Liebe und Freundschaft
bedeuten eine positive Grundeinstellung zur anderen. Eine positive dauernde
Einstellung ist eine Stimmung oder eine Gefühlseinstellung, kein akutes Gefühl,
keine Emotion. Hinzu kommen eine gemeinsame Weltsicht, die Zurückstellung
eigener Interessen, als liebefremdes Element aber auch ein partnerschaftliches
Verhalten. Und dann, das ist, wenn man so will, das ideologische Moment des
heutigen Liebeskonzepts, sieht es das Fortdauern eines Liebesgefühls vor, so
daß zumindest ein Liebesgefühl als vorhanden behauptet werden muß (das gilt
auch für andere Arten der Liebe wie die noch stärker ideologisierte
Mutterliebe, hat doch heute jede Mutter schon Schuldgefühle, wenn sie ihre
nervenden Kinder nervig findet). Das Liebesgefühl ist jedoch nichts anderes als
Verliebtheit. Sie tritt in guten Beziehungen immer wieder episodisch auf. Die
meiste Zeit läuft die Beziehungspraxis ohne Gefühle ab. Kein Wunder, daß dann,
wenn man Liebe als Gefühl ansieht, leicht die Frage aufkommt, ob man noch
liebt.
Das Gefühl der Liebe, die
Verliebtheit, die Leidenschaft, ist Teil des heutigen Konzepts der Liebe – und
das sein Problem: Man will Leidenschaft (lohnt das Leben ohne sie?) und Dauer.
Die abnehmende Leidenschaft als das „an sich“ entbehrlichste Element im Alltag
längerer Beziehungen droht sie zu sprengen. Damit man dauerhaft mit einer
anderen alles teilen will, bedarf es der Sehnsucht, der Leidenschaft, der
Verliebtheit, die mit der Dauer gerade abnimmt. Nach der Verliebtheitsphase
brechen die individuellen Unterschiede auf – und das ist kein individuell
steuerbares Problem (sonst gäbe es keine Scheidungen). Statt die Eigendynamik
der Liebesbeziehung zu beachten und die Beziehungsprobleme als strukturell im
Liebeskonzept selbst, den sozialen Vorgaben, angelegt zu verstehen, werden sie
jedoch als individuelle Unzulänglichkeiten, schlechte Beziehungen und Trennungen
als Schuld der einzelnen angesehen – denen dann psychologisch geprägte, also
auf individuelle Veränderungen zielende Beziehungsarbeit helfen soll.
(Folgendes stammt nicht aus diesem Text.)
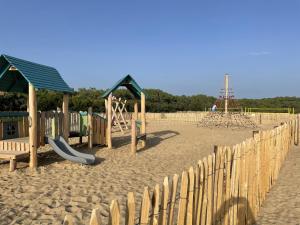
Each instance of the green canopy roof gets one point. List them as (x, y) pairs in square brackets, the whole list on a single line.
[(129, 83), (15, 74)]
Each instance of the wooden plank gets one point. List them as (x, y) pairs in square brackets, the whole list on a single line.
[(196, 194), (183, 199), (209, 216), (144, 218), (216, 170), (205, 183), (1, 130), (90, 127), (66, 121), (109, 121), (155, 205), (173, 199), (219, 212), (133, 137), (130, 209), (38, 138), (114, 214), (102, 131), (68, 220), (12, 165), (164, 203), (95, 217), (190, 204), (227, 197), (143, 117), (43, 129)]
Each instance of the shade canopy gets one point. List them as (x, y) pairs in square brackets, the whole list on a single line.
[(127, 82), (16, 74)]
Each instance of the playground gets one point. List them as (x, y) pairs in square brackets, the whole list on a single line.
[(60, 187), (58, 164)]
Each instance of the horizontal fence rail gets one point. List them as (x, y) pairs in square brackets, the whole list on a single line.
[(227, 187)]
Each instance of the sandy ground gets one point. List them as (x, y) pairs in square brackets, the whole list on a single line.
[(282, 204), (60, 187)]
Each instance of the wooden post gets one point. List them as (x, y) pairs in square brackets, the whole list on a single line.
[(136, 110), (133, 137), (143, 117), (43, 129), (109, 118), (297, 130), (27, 103), (32, 126), (65, 107), (90, 126), (226, 92)]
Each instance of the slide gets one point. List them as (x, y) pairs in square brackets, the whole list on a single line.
[(62, 148)]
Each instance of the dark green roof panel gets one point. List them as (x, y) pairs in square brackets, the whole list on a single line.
[(40, 76), (127, 82)]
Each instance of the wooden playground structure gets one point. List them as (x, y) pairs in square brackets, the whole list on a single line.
[(22, 133)]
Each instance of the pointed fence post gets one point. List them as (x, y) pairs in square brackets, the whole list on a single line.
[(32, 126)]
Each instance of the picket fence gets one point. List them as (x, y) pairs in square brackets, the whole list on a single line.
[(227, 187), (258, 118)]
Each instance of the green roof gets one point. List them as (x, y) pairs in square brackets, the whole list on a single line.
[(15, 74), (129, 83)]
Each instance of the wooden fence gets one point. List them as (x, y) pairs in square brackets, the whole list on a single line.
[(227, 187), (258, 118)]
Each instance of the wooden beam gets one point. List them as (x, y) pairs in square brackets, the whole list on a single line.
[(32, 126), (133, 137), (143, 117), (66, 126), (90, 127), (136, 110), (109, 120)]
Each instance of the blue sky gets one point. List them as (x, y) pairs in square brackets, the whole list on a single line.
[(183, 47)]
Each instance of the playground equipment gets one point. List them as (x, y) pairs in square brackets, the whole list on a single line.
[(21, 133), (136, 135), (138, 94), (118, 113), (61, 147), (230, 116)]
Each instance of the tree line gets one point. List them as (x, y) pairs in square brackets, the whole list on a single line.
[(156, 101)]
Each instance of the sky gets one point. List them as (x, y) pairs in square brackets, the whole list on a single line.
[(180, 46)]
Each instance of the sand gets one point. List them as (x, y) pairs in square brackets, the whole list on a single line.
[(60, 187), (282, 204)]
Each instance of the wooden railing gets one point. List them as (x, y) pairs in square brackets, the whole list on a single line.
[(227, 187)]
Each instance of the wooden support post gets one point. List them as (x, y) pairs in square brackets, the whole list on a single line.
[(136, 110), (12, 165), (32, 126), (226, 93), (90, 126), (143, 117), (297, 129), (42, 127), (27, 103), (109, 120), (66, 126), (133, 137)]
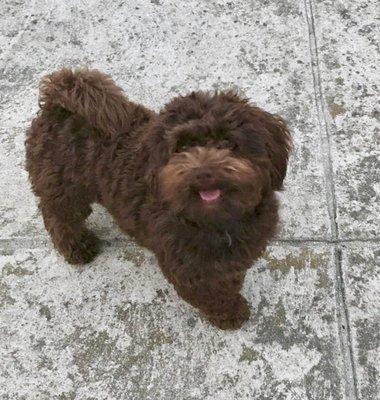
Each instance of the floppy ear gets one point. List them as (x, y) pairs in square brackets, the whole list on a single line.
[(278, 143), (279, 146)]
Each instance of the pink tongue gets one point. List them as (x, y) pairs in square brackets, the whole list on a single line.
[(210, 195)]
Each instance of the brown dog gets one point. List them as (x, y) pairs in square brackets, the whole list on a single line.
[(194, 183)]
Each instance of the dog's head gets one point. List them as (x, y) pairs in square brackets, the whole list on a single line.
[(214, 156)]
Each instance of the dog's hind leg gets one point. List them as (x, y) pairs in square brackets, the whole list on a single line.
[(65, 221)]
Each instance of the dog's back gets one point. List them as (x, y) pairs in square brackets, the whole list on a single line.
[(83, 117)]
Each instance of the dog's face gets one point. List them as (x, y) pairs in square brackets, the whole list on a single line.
[(219, 156)]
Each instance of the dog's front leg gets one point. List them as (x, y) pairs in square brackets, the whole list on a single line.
[(219, 301)]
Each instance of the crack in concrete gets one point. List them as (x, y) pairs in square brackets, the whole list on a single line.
[(340, 293), (11, 244)]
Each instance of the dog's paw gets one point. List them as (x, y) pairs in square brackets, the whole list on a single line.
[(84, 250), (233, 319)]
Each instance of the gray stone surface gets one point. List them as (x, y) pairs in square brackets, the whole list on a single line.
[(116, 329)]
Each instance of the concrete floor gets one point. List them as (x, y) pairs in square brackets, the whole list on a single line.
[(116, 329)]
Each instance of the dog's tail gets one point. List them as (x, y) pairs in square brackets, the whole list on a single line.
[(90, 94)]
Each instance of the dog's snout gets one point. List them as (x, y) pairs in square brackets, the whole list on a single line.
[(204, 175)]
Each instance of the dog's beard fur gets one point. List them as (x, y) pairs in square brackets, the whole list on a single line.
[(239, 181)]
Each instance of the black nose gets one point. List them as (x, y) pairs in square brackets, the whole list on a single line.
[(204, 175)]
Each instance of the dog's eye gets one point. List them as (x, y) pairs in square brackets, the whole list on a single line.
[(183, 147)]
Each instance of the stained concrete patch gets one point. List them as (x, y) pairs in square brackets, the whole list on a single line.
[(361, 272), (117, 330), (348, 49)]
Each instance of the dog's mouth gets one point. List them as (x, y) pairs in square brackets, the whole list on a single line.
[(210, 196)]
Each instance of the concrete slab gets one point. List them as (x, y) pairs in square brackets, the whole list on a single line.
[(259, 49), (117, 330), (349, 55), (362, 278)]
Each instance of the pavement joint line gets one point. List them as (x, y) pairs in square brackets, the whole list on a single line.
[(37, 241), (342, 310)]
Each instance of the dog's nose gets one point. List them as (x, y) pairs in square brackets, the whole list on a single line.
[(204, 175)]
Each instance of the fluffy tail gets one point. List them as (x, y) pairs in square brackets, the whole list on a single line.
[(90, 94)]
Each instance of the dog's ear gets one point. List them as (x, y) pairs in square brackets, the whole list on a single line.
[(277, 140)]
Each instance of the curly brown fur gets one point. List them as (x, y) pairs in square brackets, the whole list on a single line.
[(194, 183)]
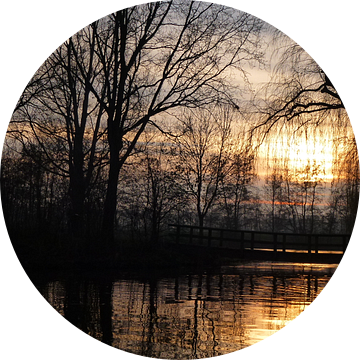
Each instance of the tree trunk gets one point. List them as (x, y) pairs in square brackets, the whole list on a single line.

Das
althergebrachte monogame Zusammenleben dient als Fixpunkt, obwohl es das
Problem des zugleich „an sich“ entbehrlichen und unentbehrlichen Liebesgefühls
verstärkt. Es bedarf aber neuer Liebesstrukturen, um es zu entschärfen.[3]
Der größte Fehler des heute
immer noch vorherrschenden Beziehungsmodells besteht im Zusammenleben in einer
gemeinsamen Wohnung. Im alltäglichen Zusammenwohnen wird die einzigartige
Geliebte zu einem ganz normalen, oft nervigen Menschen und kommt es
unvermeidbar zu den bekannten alltäglichen Konflikten. Eine Liebesbeziehung ist
zu wertvoll, um sie durch Zusammenleben unnötig zu gefährden. Man prüfe die
Notwendigkeit getrennter Wohnungen durch die einfache Frage: Mit welchem
langfristig zusammenlebenden Paar würde ich gerne tauschen?
Da in langfristigen
Beziehungen die Leidenschaft hochwahrscheinlich abnimmt, die
Wahrscheinlichkeit, daß man sich in jemanden anderen verliebt, entsprechend
zunimmt, sollte man sich außerdem mit Mehrfachbeziehungen anfreunden. Der
Personentausch, die serielle Monogamie, löst ja nicht die strukturellen
Probleme des heutigen Liebeskonzepts, führt hochwahrscheinlich nur zu
Wiederholungen – zu denselben Problemen und Enttäuschungen.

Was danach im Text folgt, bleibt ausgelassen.